On Monday, Palmetto City Commissioners unanimously voted to approve a site plan for the expansion of Blackstone Park on 14th Avenue West, the future site of three regulation size ballfields for the team.

With the approval, Manatee County can move forward with putting the construction of the project to bid.

"I am absolutely so excited," Palmetto Mayor Shirley Bryant said. "You don't walk away and not see these children that want to play ball."

Since 2009, the Little League has played at the two adult softball fields at Blackstone Park after Palmetto officials sold the Little League's previous home to the county school board as a site for a new elementary school.

In September, the Manatee County Commission approved a $3.3 million plan for construction of the fields.
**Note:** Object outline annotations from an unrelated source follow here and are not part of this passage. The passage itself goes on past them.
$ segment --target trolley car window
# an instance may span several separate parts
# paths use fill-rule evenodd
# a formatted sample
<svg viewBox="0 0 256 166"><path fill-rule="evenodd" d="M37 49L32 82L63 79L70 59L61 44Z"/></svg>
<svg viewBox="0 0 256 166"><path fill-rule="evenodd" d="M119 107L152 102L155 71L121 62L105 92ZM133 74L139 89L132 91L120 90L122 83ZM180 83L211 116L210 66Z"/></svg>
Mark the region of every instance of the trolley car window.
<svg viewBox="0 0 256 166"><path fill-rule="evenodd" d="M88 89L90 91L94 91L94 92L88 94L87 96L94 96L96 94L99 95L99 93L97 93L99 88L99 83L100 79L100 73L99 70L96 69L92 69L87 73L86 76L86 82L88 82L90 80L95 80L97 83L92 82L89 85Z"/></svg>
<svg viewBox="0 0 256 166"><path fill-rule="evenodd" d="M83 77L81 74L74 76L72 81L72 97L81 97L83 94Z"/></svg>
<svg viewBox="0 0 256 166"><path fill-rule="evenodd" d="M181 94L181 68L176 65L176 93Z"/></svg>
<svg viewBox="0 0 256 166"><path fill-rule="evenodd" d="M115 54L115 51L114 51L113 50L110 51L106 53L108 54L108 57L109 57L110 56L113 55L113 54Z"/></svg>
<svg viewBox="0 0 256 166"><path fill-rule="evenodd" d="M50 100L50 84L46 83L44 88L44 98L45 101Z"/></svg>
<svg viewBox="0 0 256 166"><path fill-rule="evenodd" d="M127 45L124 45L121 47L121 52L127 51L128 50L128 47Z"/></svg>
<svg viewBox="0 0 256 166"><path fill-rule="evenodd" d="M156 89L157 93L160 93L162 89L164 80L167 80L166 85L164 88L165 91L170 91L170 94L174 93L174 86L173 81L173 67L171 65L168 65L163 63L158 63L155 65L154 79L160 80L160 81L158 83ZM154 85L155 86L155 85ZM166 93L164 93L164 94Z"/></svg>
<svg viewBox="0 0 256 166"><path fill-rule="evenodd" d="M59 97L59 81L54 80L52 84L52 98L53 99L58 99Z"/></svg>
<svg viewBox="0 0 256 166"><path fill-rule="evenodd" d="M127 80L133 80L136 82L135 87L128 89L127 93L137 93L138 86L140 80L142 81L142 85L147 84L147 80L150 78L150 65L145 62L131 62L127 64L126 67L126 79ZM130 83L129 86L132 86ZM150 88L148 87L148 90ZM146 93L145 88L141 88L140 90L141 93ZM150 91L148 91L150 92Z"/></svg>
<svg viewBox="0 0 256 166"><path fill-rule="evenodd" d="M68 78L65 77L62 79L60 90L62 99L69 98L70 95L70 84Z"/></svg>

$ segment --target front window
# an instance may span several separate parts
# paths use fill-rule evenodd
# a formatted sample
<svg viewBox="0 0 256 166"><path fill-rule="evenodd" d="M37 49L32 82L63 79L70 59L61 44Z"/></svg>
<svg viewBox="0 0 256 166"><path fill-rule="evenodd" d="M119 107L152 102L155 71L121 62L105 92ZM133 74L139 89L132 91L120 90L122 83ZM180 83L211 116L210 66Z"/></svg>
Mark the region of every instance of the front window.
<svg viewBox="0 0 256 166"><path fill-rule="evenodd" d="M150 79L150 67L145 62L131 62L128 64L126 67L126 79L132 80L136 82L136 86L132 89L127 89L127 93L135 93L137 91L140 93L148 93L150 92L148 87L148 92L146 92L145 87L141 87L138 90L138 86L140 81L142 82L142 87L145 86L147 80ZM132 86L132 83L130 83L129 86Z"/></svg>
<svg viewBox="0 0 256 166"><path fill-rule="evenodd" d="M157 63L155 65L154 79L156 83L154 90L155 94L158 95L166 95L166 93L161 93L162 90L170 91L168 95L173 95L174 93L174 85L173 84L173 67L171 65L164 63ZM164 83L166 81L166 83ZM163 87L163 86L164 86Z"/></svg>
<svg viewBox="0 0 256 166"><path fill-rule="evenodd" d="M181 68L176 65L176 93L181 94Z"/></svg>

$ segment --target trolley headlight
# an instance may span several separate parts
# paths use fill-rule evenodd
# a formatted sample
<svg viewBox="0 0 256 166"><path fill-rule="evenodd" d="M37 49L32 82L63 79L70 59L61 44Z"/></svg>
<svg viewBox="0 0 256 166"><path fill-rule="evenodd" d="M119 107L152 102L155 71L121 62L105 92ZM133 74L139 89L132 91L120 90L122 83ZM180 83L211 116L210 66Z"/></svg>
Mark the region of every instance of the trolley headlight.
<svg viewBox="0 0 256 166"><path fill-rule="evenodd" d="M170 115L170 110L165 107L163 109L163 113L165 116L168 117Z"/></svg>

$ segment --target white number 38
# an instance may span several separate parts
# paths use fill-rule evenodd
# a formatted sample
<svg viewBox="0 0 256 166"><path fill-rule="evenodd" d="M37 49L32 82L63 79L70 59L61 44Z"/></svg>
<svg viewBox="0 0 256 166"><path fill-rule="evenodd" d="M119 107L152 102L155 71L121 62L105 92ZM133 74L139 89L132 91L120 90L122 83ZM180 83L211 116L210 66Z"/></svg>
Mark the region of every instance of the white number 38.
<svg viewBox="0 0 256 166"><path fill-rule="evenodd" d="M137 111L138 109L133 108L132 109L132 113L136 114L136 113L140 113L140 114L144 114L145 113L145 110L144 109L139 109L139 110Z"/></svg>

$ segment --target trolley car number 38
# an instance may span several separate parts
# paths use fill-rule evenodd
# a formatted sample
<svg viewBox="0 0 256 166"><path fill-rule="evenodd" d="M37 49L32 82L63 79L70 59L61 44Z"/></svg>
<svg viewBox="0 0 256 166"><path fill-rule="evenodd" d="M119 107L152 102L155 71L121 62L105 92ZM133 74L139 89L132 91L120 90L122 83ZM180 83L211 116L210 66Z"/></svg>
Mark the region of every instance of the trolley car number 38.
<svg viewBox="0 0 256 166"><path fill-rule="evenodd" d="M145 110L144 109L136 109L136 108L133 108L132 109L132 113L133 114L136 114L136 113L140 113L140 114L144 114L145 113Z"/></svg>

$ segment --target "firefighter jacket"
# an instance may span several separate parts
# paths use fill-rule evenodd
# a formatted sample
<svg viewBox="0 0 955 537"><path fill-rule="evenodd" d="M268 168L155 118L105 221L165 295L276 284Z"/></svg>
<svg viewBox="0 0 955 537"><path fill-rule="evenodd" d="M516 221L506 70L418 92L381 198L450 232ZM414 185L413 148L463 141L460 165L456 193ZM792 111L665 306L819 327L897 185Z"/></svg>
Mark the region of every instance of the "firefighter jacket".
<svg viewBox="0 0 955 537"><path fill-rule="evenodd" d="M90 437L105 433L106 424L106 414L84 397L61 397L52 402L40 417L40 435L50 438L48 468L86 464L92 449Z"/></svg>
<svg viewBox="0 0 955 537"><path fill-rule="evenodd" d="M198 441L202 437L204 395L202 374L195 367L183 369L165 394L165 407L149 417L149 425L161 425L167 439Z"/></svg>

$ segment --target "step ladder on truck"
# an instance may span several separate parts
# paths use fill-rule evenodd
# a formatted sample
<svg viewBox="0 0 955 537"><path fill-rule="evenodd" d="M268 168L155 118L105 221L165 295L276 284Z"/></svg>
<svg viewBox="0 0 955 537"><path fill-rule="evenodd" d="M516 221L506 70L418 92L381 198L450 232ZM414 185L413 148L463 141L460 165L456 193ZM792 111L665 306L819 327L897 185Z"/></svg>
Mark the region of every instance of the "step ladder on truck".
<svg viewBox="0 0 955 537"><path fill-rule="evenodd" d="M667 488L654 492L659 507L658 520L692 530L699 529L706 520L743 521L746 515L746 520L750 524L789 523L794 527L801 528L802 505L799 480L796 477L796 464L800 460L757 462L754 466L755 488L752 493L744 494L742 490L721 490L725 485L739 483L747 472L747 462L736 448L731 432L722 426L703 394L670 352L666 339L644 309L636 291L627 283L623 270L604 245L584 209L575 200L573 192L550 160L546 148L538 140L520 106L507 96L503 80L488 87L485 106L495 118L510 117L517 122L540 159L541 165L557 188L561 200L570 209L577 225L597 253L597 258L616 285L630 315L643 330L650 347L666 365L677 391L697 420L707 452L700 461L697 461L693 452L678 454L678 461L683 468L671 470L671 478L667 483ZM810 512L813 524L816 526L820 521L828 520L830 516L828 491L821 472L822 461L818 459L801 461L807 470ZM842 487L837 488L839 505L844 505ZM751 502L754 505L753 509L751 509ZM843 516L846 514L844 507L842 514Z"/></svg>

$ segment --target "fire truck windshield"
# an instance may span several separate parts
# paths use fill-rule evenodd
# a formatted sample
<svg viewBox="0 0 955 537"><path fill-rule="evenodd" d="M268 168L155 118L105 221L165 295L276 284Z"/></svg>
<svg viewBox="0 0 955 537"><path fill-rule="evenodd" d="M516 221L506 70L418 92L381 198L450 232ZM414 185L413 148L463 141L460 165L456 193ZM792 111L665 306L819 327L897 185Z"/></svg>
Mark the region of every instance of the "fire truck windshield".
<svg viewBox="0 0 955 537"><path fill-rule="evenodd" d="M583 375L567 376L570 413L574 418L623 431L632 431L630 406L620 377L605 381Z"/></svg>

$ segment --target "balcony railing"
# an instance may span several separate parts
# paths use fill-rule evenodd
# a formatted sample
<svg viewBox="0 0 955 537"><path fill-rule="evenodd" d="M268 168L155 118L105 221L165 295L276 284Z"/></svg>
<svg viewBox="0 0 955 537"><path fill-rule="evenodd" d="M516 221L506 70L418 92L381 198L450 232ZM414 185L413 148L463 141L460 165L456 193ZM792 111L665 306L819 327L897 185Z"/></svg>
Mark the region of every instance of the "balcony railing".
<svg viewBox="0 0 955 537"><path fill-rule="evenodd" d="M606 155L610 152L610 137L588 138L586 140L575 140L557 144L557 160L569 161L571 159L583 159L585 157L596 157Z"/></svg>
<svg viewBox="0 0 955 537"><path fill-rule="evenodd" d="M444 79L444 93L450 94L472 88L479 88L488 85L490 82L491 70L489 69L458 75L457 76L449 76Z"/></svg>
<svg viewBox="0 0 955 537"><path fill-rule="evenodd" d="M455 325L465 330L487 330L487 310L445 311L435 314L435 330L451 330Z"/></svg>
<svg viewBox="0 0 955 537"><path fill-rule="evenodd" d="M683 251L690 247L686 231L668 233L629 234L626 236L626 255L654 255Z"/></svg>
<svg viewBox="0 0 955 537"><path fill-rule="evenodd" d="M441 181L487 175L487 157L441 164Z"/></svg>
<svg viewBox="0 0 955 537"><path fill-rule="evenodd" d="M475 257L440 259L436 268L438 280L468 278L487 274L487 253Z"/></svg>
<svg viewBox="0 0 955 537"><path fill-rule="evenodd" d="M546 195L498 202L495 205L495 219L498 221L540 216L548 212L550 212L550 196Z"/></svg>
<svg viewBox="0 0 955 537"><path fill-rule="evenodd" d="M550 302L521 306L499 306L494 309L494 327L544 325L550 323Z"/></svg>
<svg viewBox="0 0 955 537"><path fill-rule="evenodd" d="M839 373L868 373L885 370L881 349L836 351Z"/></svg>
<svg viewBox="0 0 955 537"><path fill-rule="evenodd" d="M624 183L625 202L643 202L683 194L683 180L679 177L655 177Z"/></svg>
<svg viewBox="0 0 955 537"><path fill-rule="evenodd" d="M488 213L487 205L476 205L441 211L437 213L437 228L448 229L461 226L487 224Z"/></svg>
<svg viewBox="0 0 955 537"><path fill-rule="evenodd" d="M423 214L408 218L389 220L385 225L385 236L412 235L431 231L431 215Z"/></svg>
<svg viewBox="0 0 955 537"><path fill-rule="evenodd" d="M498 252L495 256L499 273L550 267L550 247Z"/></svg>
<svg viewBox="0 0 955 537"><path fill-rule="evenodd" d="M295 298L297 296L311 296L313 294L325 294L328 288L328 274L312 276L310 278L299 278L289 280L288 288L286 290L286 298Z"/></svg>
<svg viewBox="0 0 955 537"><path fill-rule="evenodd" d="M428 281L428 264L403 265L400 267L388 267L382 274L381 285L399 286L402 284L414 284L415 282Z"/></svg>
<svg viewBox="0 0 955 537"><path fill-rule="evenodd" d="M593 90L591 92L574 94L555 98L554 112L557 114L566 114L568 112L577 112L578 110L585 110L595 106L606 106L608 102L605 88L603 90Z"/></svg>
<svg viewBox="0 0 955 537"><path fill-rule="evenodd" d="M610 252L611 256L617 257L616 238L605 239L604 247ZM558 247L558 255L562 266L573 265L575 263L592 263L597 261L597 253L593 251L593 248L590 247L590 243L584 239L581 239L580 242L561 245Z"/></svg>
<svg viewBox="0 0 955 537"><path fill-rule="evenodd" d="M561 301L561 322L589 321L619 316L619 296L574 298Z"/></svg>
Though the land is owned by the county, the facility must meet city code requirements.

The city of Palmetto has agreed to contribute $800,000 toward the cost of the complex, with county park impact fees and community partnerships providing the rest of the money.

Bryant said the goal was to build a local complex so the youths of Palmetto wouldn't have to travel.

"That's what's important to me, is those kids that are lost in this process that don't have an opportunity unless we have local field ability," she said.

The expansion is set for the northeast end of the park along 23rd Street West and also will include a parking lot, press box, concession building, bleachers, sidewalks and lighting.

The city considered buying about 10 acres of land between 11th and 14th avenues west, but the price for the land was more than the city could afford.

The planned project consists of remediating the top layer of existing soil at the site by hauling it to the Lena Road landfill and exchanging it for clean fill that will serve as a buffer.

The current soil is contaminated as a result of previous farming.

In other news, the city's Community Redevelopment Agency announced it applied Monday for a $250,000 restoration grant through the Gulf Coast Ecosytem Restoration Council to restore historic wetlands on 12-acres of lands designated as the future site of Martin Luther King Jr. Park. The park, which will surround the Palmetto Youth Center, 501 17th St. W., will cost$1.1 million.

The new park will feature a man-made lake, trails and restored wetlands and is expected to be completed by August.

The city has already secured a $500,000 grant from the Southwest Florida Water Management District for the building park. If the city is awarded the restoration grant, city clerk Jim Freeman said the city will only have to fund the remaining costs.